The surface equipment is housed inside a purpose-designed, air conditioned, pressurized light electrical room (LER) module equipped with safety systems that include gas detection, fire detection/suppression, emergency shutdown, and emergency lighting. The deck of the BODP-C platform was extended to house the LER.

The new light electrical room (white) required an extension to the BOPD-C.

The downhole environment – in particular gas, sand, and emulsions – must be considered when designing ESP systems. Gas can cause locking and increase motor temperature, potentially leading to premature pump failure. Increased drawdown was estimated to result in 20-30% free gas in the system. To mitigate the effects of gas, the pumps are designed with mixed flow stages and incorporate gas separation and handling devices. Additionally, the packers include provision to vent separated gas to the annulus, preventing it from recirculating to the pump intake.

Sand is likely to impact the longevity of an ESP and must be considered in unconsolidated reservoirs. The three Bokor wells intended for workover all have gravel packed completions. Analysis confirmed that the maximum planned drawdown during ESP operations would be within the safety factor for screen collapse. In addition, the ESP string design included such measures as a check valve above the pump to prevent solids fallback during shut-in, bearings of abrasion-resistant zirconium (ARZ) material to protect against wear from smaller particles; and mixed flow stages with a less tortuous flow path.

The shearing action of ESP impellers can create emulsions from oil and water. Emulsions tend to resist flow, leading to increased motor temperatures (Cooper et al 2001). Fluid samples from each of the three wells were separated and then mixed at various water cuts at expected downhole temperature in a Fann viscometer to determine consistency and behavior. These were combined with the shear rate of the pump to calculate apparent viscosities. Based on these calculations, the ESP motors were oversized by approximately 20%, and a shroud was included in the design to increase fluid velocity and to improve cooling.

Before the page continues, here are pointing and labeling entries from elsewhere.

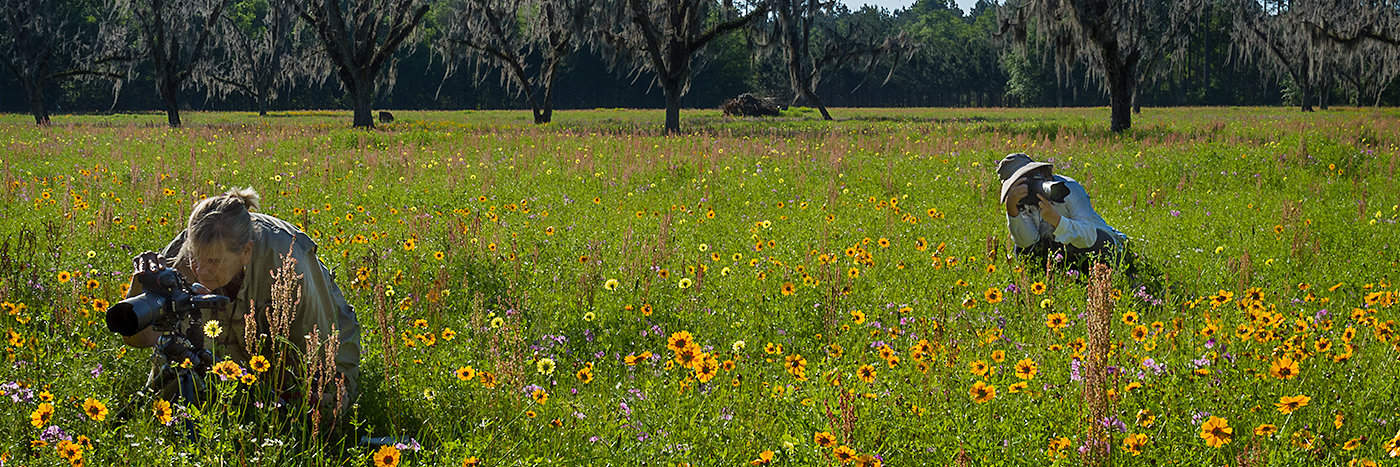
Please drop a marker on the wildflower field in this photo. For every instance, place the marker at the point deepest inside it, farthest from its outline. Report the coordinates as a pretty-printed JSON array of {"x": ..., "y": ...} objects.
[{"x": 787, "y": 291}]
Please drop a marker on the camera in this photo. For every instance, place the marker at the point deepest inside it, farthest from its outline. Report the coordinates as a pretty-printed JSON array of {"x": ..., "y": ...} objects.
[
  {"x": 165, "y": 301},
  {"x": 1038, "y": 183}
]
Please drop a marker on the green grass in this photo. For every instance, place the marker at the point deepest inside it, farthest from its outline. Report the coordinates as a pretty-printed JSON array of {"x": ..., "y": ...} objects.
[{"x": 532, "y": 221}]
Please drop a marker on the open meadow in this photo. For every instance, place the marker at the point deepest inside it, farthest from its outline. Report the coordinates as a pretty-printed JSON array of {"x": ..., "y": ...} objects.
[{"x": 786, "y": 291}]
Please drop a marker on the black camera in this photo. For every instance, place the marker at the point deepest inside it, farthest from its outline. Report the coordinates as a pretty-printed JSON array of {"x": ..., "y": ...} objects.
[
  {"x": 165, "y": 301},
  {"x": 1038, "y": 183}
]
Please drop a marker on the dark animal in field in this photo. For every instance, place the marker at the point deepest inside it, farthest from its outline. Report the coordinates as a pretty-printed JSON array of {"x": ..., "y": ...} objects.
[{"x": 749, "y": 105}]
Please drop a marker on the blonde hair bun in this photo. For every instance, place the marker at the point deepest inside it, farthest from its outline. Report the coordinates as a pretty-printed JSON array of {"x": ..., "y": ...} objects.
[{"x": 247, "y": 195}]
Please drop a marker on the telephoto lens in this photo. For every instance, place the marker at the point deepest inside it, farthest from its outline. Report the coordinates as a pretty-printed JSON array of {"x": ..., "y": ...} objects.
[{"x": 135, "y": 313}]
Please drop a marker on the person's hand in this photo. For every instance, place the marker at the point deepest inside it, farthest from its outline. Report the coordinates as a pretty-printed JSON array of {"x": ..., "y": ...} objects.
[
  {"x": 1047, "y": 211},
  {"x": 1014, "y": 197},
  {"x": 149, "y": 262}
]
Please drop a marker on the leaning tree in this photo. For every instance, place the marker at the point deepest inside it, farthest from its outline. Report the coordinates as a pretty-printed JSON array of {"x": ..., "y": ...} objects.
[
  {"x": 819, "y": 37},
  {"x": 1112, "y": 38},
  {"x": 175, "y": 35},
  {"x": 667, "y": 37},
  {"x": 262, "y": 51},
  {"x": 1315, "y": 41},
  {"x": 525, "y": 41},
  {"x": 360, "y": 38}
]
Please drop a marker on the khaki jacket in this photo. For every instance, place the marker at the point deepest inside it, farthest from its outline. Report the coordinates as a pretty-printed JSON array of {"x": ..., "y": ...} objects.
[{"x": 322, "y": 305}]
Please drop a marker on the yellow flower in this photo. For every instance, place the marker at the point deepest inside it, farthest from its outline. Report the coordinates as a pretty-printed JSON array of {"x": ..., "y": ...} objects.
[
  {"x": 41, "y": 415},
  {"x": 259, "y": 364},
  {"x": 1134, "y": 443},
  {"x": 1026, "y": 369},
  {"x": 844, "y": 453},
  {"x": 1284, "y": 368},
  {"x": 212, "y": 329},
  {"x": 539, "y": 396},
  {"x": 387, "y": 456},
  {"x": 982, "y": 392},
  {"x": 1288, "y": 404},
  {"x": 585, "y": 374},
  {"x": 94, "y": 408},
  {"x": 1217, "y": 432},
  {"x": 163, "y": 411},
  {"x": 991, "y": 295}
]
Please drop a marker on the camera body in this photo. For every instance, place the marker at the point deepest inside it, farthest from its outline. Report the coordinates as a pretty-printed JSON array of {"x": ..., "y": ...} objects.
[
  {"x": 1039, "y": 185},
  {"x": 165, "y": 301}
]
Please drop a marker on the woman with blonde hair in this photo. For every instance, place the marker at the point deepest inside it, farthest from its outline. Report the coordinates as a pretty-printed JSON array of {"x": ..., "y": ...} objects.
[{"x": 238, "y": 253}]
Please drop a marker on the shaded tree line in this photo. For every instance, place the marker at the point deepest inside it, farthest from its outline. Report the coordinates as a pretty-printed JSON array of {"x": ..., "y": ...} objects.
[{"x": 543, "y": 55}]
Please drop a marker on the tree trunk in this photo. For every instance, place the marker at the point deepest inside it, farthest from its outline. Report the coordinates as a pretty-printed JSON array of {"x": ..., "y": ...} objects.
[
  {"x": 548, "y": 101},
  {"x": 672, "y": 88},
  {"x": 363, "y": 95},
  {"x": 819, "y": 106},
  {"x": 170, "y": 94},
  {"x": 805, "y": 91},
  {"x": 1120, "y": 101},
  {"x": 1323, "y": 95},
  {"x": 35, "y": 90}
]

Overall design of the ESP string was peer reviewed and optimized with the benefit of team experience and accumulated knowledge. As an example, splices were minimized and even eliminated below the packer. Additionally, the team specified a motor design that incorporates the protector and motor into one unit. This allows for oil filling and preparation onshore prior to shipment to the wellsite to reduced the offshore actions required during installation and also to reduce risk of error and to save rig time (ESP system installation times were six to eight hours). Downhole sensors enable ESP performance to be monitored and operational adjustments made in response to conditions.

Final hookup and commissioning was completed in May 2009. By the first week of June 2009, all ESPs were producing. The project, which involved several groups from Petronas and Schlumberger, plus about a dozen third-party contractors, was completed on schedule and was under budget by more than $10 million.

Improved performance

Production increases from the installation of ESPs in the three Bokor wells are predicted to pay-back the workover costs within six months. Reservoir simulations indicate that these ESPs will add approximately 2.8 MMbbl incremental oil production over 10 years without significant water cut increase.

References

Cooper, P., Heald, C. C., Karassik, I. J., Messina, J. P.: Pump Handbook. Third Edition, 2001, McGraw-Hill.

Dake, L.P.: Fundamentals of Reservoir Engineering. Fourteenth Impression, 1994, Elsevier Science, B.V.